Tamari en vez de soja

El tamari ecológico no contiene ningún producto químico y respeta la fermentación de 18 a 24 meses en barriles de cedro, características esenciales para que se produzca la auténtica salsa de soja original y terapéutica.

Es una salsa de soja pura, fermentada sólo con agua sal y sin SIN TRIGO, contiene más hierro y más hidratos de carbono que la soja habitual. Tiene un sabor y un aroma más fuerte, y una textura más espesa. Así pues, se suele utilizar moderadamente para cocinar (se debe añadir al final de la cocción para mantener las enzimas vivas).

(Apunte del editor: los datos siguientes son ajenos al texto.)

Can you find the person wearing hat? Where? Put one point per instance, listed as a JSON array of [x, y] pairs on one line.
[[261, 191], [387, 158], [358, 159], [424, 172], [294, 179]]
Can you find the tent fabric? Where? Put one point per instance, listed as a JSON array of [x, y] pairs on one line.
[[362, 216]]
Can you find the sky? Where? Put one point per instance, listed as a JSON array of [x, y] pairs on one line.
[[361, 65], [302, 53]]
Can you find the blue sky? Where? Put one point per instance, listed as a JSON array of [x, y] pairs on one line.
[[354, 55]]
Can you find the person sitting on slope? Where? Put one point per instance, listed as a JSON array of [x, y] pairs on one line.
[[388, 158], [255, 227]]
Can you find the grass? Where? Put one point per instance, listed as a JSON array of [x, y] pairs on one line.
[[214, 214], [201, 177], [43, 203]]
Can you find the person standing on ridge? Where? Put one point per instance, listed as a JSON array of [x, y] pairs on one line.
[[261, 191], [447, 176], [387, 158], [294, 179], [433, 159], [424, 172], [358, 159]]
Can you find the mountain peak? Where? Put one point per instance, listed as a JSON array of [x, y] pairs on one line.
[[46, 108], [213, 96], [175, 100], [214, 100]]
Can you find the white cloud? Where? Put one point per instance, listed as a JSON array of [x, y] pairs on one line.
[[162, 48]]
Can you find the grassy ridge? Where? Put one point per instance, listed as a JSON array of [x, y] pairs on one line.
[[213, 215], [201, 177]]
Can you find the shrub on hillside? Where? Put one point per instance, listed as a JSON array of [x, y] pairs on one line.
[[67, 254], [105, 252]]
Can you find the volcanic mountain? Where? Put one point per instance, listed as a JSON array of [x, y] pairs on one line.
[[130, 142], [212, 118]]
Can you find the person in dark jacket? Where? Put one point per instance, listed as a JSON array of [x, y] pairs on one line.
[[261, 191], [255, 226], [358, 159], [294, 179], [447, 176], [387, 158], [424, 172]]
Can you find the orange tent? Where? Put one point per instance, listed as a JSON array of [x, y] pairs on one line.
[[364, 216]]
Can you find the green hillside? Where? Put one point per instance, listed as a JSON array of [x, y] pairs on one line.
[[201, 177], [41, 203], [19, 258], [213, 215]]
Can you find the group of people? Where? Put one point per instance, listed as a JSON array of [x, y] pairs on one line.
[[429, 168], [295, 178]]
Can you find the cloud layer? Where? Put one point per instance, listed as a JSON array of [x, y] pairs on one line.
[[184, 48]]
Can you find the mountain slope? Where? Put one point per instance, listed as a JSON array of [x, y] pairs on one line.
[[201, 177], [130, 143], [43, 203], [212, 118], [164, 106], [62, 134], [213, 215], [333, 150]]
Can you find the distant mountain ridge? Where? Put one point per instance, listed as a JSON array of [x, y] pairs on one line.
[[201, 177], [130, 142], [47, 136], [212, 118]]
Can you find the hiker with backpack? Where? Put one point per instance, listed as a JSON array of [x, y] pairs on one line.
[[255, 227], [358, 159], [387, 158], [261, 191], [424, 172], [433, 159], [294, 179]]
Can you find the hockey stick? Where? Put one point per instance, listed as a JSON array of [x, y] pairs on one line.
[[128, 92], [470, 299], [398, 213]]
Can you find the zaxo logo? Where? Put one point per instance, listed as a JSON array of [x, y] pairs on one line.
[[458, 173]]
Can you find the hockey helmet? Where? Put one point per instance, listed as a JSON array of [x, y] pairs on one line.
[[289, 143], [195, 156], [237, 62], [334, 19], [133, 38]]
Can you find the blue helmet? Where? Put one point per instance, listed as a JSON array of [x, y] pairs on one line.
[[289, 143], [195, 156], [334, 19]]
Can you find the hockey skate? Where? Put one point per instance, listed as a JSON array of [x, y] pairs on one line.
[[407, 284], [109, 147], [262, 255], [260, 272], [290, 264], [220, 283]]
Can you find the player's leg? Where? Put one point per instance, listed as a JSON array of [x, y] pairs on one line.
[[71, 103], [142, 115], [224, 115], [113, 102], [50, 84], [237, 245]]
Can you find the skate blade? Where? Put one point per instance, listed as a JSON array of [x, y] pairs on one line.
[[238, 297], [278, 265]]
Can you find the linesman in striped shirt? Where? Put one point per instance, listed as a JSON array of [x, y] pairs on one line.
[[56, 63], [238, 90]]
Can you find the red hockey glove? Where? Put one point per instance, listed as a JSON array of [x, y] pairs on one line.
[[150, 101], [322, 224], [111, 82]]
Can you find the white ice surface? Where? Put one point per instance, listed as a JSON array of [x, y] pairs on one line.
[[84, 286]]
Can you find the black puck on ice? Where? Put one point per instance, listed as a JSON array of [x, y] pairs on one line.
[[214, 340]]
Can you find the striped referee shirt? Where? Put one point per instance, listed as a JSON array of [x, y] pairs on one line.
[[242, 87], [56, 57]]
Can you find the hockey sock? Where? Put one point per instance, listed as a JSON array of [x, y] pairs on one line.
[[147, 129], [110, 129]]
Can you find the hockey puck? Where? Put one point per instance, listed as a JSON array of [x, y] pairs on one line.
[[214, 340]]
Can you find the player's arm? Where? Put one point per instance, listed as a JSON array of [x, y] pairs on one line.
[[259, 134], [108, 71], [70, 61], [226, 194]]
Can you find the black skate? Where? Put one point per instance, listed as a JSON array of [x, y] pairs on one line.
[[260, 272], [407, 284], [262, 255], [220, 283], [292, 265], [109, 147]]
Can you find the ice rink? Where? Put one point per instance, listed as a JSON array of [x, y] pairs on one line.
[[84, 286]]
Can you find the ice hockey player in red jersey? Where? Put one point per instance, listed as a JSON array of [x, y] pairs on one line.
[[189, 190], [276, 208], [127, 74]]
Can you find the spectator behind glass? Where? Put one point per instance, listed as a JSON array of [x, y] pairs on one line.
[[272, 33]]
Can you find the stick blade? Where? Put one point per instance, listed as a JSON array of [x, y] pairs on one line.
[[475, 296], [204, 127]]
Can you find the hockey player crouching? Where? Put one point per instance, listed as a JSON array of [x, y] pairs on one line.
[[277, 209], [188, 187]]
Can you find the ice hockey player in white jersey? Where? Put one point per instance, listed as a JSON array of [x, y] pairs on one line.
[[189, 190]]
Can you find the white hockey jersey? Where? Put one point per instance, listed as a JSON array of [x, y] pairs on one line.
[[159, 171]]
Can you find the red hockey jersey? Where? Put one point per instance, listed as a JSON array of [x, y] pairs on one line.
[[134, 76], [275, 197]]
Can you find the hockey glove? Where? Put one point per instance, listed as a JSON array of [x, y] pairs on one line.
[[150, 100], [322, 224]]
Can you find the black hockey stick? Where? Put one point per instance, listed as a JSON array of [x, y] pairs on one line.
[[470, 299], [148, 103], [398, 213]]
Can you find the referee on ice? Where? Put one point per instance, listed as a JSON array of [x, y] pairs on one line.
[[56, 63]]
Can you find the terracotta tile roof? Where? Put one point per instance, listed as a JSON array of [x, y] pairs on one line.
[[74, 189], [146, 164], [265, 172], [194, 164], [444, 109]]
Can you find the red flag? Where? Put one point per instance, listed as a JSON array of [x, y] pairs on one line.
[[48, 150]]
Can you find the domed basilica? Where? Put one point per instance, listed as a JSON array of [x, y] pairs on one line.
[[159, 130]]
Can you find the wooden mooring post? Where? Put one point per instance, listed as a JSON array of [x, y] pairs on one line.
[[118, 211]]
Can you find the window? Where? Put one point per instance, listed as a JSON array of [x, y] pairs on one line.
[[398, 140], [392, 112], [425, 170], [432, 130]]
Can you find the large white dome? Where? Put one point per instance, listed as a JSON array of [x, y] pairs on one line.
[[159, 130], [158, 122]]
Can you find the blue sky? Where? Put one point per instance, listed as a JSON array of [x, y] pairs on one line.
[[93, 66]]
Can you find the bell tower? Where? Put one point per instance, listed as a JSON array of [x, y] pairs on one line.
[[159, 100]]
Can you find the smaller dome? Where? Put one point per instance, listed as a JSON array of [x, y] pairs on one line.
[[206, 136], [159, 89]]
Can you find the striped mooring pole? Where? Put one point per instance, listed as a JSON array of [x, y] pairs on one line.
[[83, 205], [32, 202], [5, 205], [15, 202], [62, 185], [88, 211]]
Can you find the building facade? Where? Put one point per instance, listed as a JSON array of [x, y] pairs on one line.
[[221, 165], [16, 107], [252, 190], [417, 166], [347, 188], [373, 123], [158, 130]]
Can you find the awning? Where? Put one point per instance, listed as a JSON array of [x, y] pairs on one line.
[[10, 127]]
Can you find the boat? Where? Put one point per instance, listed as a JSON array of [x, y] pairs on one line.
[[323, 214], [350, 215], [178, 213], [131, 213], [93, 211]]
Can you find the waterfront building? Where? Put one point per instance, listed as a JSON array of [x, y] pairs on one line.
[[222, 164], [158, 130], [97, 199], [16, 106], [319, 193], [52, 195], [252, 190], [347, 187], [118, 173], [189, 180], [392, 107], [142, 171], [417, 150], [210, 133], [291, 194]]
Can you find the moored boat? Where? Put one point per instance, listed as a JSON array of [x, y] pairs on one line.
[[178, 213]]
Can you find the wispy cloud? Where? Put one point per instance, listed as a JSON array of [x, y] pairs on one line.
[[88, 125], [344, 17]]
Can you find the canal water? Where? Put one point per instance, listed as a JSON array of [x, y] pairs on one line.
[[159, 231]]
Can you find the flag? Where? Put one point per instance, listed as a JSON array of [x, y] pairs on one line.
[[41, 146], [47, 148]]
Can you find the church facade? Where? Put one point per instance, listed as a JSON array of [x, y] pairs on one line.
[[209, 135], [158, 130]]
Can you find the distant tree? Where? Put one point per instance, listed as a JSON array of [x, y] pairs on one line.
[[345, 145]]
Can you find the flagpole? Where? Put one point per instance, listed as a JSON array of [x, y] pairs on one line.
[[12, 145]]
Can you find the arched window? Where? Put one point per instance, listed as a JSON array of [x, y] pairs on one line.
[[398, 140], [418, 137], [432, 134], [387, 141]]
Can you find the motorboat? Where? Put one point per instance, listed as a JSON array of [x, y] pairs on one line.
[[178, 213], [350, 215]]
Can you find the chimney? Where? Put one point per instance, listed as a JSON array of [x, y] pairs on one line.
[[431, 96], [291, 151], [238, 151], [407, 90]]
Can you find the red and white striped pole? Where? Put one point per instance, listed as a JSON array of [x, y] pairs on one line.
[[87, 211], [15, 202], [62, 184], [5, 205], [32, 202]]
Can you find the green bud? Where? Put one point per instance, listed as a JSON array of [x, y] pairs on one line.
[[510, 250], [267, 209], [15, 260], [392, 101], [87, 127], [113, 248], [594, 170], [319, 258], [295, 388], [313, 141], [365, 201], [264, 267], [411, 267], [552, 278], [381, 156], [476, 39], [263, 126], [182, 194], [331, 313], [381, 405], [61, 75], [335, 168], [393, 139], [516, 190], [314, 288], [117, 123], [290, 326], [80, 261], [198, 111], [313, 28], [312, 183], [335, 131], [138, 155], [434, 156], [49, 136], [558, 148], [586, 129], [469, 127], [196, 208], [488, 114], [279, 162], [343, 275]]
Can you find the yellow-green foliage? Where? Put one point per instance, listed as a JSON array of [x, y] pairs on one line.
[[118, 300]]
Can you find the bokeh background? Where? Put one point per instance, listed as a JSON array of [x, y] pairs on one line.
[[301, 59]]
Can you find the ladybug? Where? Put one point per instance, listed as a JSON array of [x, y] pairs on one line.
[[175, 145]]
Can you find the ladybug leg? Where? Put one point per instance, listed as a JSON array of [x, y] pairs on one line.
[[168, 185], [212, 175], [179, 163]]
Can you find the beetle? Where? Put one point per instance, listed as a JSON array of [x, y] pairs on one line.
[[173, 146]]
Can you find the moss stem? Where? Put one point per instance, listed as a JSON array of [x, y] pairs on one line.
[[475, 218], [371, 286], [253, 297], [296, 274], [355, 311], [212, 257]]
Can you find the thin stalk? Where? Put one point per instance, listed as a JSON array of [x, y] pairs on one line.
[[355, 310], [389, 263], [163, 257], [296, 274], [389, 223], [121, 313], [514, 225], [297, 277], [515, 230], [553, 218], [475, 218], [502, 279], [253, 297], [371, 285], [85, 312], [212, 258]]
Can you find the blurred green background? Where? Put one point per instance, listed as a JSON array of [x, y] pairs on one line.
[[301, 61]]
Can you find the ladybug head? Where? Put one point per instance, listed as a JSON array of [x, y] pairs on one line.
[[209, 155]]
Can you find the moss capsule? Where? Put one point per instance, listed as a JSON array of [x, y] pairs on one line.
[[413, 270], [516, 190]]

Las salsas de soja más comerciales suelen contener soja no ecológica, que, si no lo pone, seguramente es transgénica; además de granos de soja previamente troceados o en harina, que tienen un exceso de ácidos oxálico, fórmico y levulínico, que acidifican el cuerpo e irritan estómago y hígado. Ésta es, pues, la clave de la diferencia de precios entre marcas.

Además, el proceso de fermentación suele ser mucho más rápido y se suele cocer a una gran temperatura, lo que elimina casi todas las propiedades nutricionales, así como las enzimas utilizadas. Algunas, incluso, no contienen enzimas naturales. También suelen llevar conservantes, colorantes, azúcares y otros aditivos como el glutamato monosódico o E-621, un potenciador del sabor que a veces también se llama saborizante natural o proteína vegetal hidrolizada. El resultado es una salsa de soja de muy baja calidad y con más efectos perjudiciales que beneficiosos.

Yo desde que la descubrí, la utilizo siempre, porque al no tener trigo y menor cantidad de sal me sienta mejor.